I strode on out of the theater, that last scene from Casablanca still fresh in the ole noggin. Bogart and Bergman make the perfect couple. More than what I can say for the next twosome that I saw.
As I made for the door, I saw a babe walking out of the Maxwell’s clothing store, her man was right behind her. They were carrying more bags than Bonnie and Clyde after a visit to the bank. His back was bent from carrying all those sacks. He looked like the Hunchback of Notre Dame, and she was the dame. Someone needed to straighten them out. I was going in.
When I got 10 feet away, she looked at him and said “Honey, how much do we have left on the American Excess card?”
His top was about to blow. He dropped all the bags on the ground where he was. “We maxed it out, DEAR!” he said.
She stopped and looked back at him. “Oh, uh, well … what about MasterFraud?”
He shook his head.
She looked confused. “We maxed them out already?”

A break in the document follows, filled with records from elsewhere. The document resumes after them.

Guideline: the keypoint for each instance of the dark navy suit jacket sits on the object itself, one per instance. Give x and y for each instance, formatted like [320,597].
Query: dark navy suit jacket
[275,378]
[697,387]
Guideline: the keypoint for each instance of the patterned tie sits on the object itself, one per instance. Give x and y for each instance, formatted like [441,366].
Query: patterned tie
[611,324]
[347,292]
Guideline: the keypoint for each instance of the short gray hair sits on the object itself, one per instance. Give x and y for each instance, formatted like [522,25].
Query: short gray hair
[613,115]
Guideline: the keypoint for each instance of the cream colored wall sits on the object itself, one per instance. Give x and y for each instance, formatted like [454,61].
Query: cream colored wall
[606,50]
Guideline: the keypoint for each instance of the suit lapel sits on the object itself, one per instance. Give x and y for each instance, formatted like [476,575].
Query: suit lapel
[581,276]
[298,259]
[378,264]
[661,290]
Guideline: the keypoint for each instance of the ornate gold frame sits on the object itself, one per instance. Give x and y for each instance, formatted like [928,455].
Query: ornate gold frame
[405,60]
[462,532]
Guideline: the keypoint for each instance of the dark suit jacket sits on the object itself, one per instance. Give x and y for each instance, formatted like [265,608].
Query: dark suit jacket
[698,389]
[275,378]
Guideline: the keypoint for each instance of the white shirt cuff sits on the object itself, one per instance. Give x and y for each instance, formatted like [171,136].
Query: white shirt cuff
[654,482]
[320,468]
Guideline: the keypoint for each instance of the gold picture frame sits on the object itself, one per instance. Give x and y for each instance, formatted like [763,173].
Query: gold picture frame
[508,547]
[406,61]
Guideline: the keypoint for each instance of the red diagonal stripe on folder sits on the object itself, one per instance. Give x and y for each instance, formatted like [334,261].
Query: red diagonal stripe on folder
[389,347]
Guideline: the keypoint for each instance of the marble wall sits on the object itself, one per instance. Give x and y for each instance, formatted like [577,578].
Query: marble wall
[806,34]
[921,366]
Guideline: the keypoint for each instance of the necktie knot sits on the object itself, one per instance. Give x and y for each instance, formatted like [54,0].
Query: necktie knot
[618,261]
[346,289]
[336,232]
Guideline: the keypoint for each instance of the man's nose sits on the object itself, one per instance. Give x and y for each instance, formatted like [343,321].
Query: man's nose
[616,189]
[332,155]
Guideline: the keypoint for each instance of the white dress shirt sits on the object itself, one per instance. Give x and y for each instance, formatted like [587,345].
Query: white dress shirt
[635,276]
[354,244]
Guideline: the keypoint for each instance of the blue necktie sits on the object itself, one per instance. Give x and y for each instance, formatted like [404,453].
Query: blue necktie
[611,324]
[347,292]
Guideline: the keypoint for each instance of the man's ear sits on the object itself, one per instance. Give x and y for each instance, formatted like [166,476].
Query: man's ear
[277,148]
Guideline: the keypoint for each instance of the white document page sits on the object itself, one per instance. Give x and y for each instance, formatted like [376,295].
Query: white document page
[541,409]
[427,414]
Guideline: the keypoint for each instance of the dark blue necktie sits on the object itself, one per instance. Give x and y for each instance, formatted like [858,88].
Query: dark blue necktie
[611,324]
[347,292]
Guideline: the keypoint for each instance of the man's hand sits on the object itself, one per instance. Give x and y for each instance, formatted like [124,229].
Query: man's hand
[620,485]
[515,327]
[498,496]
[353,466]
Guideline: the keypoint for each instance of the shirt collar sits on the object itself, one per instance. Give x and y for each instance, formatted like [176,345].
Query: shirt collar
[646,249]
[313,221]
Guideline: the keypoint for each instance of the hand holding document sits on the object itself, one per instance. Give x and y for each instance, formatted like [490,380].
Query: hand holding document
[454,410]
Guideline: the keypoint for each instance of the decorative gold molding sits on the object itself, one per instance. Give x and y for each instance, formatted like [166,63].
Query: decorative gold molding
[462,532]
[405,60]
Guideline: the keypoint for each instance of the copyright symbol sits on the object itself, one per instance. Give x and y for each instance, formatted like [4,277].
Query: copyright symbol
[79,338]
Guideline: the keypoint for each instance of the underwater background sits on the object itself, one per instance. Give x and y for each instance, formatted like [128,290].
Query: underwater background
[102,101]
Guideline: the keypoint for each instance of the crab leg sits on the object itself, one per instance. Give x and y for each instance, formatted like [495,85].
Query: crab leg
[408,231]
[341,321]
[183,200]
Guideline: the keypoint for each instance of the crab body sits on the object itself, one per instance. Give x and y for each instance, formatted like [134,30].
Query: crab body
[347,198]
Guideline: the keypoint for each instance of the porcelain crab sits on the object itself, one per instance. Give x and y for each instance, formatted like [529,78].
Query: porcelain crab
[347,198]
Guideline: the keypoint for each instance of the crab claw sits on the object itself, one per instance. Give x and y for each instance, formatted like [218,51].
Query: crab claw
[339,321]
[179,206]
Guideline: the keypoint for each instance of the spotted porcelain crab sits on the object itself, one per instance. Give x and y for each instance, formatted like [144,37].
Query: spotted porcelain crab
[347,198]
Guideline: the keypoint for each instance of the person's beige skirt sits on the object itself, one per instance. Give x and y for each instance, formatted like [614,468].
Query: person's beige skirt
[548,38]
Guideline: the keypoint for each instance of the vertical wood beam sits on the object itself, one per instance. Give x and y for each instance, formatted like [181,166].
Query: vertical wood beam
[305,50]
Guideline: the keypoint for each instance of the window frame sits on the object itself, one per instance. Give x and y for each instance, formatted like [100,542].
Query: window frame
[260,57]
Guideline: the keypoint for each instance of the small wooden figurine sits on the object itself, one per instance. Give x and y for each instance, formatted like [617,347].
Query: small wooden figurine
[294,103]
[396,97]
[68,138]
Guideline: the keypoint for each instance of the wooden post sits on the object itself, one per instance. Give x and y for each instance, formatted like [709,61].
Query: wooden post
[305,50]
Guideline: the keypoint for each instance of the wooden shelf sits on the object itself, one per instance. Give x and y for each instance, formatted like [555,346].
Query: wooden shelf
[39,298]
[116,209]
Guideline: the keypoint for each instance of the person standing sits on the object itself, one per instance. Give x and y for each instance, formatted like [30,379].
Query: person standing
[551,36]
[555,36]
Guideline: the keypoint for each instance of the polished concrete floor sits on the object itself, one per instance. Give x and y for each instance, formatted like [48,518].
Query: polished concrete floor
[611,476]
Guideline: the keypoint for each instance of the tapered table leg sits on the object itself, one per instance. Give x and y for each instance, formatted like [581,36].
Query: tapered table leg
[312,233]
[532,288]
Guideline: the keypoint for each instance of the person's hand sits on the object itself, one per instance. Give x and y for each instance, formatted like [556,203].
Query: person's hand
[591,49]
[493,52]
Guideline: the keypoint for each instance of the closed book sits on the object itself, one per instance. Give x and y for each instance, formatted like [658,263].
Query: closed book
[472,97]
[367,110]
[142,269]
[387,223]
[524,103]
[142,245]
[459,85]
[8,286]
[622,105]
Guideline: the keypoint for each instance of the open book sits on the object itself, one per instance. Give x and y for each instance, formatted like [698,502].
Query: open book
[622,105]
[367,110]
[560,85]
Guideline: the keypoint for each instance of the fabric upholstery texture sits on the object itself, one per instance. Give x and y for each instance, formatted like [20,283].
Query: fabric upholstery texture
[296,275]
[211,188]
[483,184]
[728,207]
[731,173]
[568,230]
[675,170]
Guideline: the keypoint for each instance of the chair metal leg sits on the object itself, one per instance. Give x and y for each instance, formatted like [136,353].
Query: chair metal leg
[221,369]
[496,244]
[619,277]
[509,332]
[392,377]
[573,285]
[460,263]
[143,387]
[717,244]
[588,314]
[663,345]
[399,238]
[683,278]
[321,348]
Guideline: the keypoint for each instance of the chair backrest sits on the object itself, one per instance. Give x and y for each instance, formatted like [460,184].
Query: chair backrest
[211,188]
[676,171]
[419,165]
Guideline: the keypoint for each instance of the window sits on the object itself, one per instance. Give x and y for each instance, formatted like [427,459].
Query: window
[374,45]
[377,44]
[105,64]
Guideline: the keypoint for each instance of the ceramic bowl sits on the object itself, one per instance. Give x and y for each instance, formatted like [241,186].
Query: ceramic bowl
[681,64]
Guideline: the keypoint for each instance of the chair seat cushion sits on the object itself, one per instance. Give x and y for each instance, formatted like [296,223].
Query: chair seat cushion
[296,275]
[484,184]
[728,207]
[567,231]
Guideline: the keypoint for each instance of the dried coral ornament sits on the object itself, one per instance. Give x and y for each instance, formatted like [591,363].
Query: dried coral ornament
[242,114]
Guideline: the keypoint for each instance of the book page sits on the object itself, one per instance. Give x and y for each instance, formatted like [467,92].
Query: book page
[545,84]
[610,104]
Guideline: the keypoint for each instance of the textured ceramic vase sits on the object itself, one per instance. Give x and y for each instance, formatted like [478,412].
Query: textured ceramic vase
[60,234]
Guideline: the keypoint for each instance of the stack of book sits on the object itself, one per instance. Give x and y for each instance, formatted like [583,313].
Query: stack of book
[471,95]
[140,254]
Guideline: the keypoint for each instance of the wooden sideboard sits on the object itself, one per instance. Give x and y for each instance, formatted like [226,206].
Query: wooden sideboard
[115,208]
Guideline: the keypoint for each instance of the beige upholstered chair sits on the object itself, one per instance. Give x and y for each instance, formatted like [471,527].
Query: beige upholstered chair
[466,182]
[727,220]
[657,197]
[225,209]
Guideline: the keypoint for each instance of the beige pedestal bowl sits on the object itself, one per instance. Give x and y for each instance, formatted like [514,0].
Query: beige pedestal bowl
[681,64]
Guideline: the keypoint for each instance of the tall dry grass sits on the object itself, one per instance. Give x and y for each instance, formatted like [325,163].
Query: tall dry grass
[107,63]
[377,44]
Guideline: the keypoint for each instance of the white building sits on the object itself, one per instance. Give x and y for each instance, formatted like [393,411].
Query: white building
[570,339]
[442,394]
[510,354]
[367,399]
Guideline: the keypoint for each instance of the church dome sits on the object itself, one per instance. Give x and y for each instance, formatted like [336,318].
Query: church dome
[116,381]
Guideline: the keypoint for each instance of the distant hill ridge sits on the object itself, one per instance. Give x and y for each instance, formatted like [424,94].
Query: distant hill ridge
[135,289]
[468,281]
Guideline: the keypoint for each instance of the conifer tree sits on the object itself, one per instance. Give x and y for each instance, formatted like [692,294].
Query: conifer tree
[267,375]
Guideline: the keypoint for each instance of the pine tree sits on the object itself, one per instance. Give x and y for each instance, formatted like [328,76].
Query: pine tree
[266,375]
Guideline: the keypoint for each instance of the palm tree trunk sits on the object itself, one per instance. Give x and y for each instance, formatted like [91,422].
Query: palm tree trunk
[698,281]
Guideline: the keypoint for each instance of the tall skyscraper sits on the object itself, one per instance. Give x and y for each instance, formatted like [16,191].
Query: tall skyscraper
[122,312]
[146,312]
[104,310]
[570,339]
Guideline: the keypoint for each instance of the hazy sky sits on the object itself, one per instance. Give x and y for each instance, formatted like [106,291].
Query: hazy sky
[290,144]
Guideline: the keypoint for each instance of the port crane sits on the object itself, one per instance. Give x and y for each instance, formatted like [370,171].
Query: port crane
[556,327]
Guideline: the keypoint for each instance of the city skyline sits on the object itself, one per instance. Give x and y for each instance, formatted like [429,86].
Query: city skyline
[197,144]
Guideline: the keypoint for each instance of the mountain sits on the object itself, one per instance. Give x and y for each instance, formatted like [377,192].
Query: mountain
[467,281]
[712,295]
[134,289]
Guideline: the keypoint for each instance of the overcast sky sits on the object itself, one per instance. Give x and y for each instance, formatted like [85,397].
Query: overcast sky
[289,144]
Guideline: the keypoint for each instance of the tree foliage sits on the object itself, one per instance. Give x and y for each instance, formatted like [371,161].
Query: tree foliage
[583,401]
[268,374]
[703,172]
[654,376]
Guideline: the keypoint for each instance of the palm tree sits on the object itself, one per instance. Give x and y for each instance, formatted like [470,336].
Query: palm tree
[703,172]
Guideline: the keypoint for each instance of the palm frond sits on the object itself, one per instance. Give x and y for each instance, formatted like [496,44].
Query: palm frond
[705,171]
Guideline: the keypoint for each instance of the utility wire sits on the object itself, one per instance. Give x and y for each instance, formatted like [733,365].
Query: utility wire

Just then, I arrived on the scene. “How many spots have you hit tonight, honey?”
She looked at me and said, “Excuse me, but it’s none of your business.
“Just the opposite, babe,” I countered. “Killing debt is what I’m in business for.”
“And just who are you?” she said, sassy.
I opened my trenchcoat. Dave Ramsey’s “I See Debt People” shirt showed proud and true. “I’m the DEBTective, and you’re in debt. Now, what places saw your mug tonight?”
After a minute, she finally spilled the beans. “Oh, I don’t know, let’s see. We went to Maxwell’s, Amber Jane’s, The Pit, Mucho Grande’s, Tuba or not Tuba, Spendy Spender’s and As Seen On Late Night Basic Cable Wrestling.”
I stared at her. Her hombre stared at her. It took a couple of minutes. She still wasn’t getting it.
“Honey,” he finally said, “I think we spent too much.”
“Oh, you always say that. We just did a lot of looking, that’s all,” she countered.
“I think we did a lot more than looking. Look at all these bags,” he said.
“Honey, it’s not that much,” she whined. She turned to me and asked, “Is it?” She was trying to get a little sympathy. I’m not about sympathy, I’m about saving.
We found a bench so the poor guy could cool his heels. The chick and I went through each bag and found the receipts for each store. She told me she bought all these threads because she likes to look pretty. I’ll tell you, there’s no way this ugly situation is going to be pretty.
We found 11 receipts. Apparently, she didn’t get everything the first time around and backtracked to some of the stores she’d already hit.
I went into my inside pocket and pulled out The Crusher. I started adding the receipts up. The guy looked at me like a lost puppy. He didn’t need to worry about getting help; it was on the way.
I finished running the numbers and looked at Plain Jane. The guy was on the edge of his seat. Time to deliver the goods.
“You spent $795.13 tonight,” I told them both.
His head fell into his hands. Her mouth hit the floor. Reality hit them both.
“I knew it. I knew it. I knew it!” he said.
She tried to calm him down, put her hand on his shoulder.
“Well, now wait. How could I have spent that much?”
“Things cost too much at the mall, babe.” I pulled out one receipt. “Here you spent $62 on one sweater.” I pulled another. “$75 on a pair of shoes.” And another. “$31 on two paperback romance novels. You got the plastic fever and spent all this dough without realizing it. What’s the interest rate on your credit ca-“
“Twenty-one percent,” the guy said, cutting me off. He knew all the cards they were holding. “And she only makes the minimum payments each month,” he said.
I looked at her. “How many cards do you have?”
She looked at the ground. I knew the look. Before I found Dave Ramsey, I had the look. “I’ve got six credit cards, and they all have a balance,” she said.
I ran some more numbers through The Crusher. When it was done, the whole thing looked uglier than a blind date with a good personality. “Sweetheart, if you pay $20 a month, it will cost you $1,371 to pay off this one little shopping spree, and it will take you until the year 2012. Hope you like the sweater and shoes!”
She looked scared. It was about time. “What do I do to fix it?”
“First thing you need to do is get out of the mall and don’t come back for nothin’. Second, spend cash for clothes. It hurts to see cash leaving you, but your brain doesn’t register putting a piece of plastic down. In fact, I can show you the smartest move to make with those cards right now.”
She grabbed her purse and handed me six pieces of plastic poison. I took the Plasectinators out of my coat. “Time to make credit … history,” I said, cutting the cards to pieces. Dave Ramsey would have been proud. “The only good debt is no debt.”
She looked at me and nodded her noggin. “Honey,” she said, “Can you help me with the bags? I want to return this stuff.”
The kid smiled for the first time that night. He looked at me and nodded, like he was saying “thanks.” They gathered up the bags and headed off.
I walked toward the door, shaking my head and smiling. Almost too easy, I thought.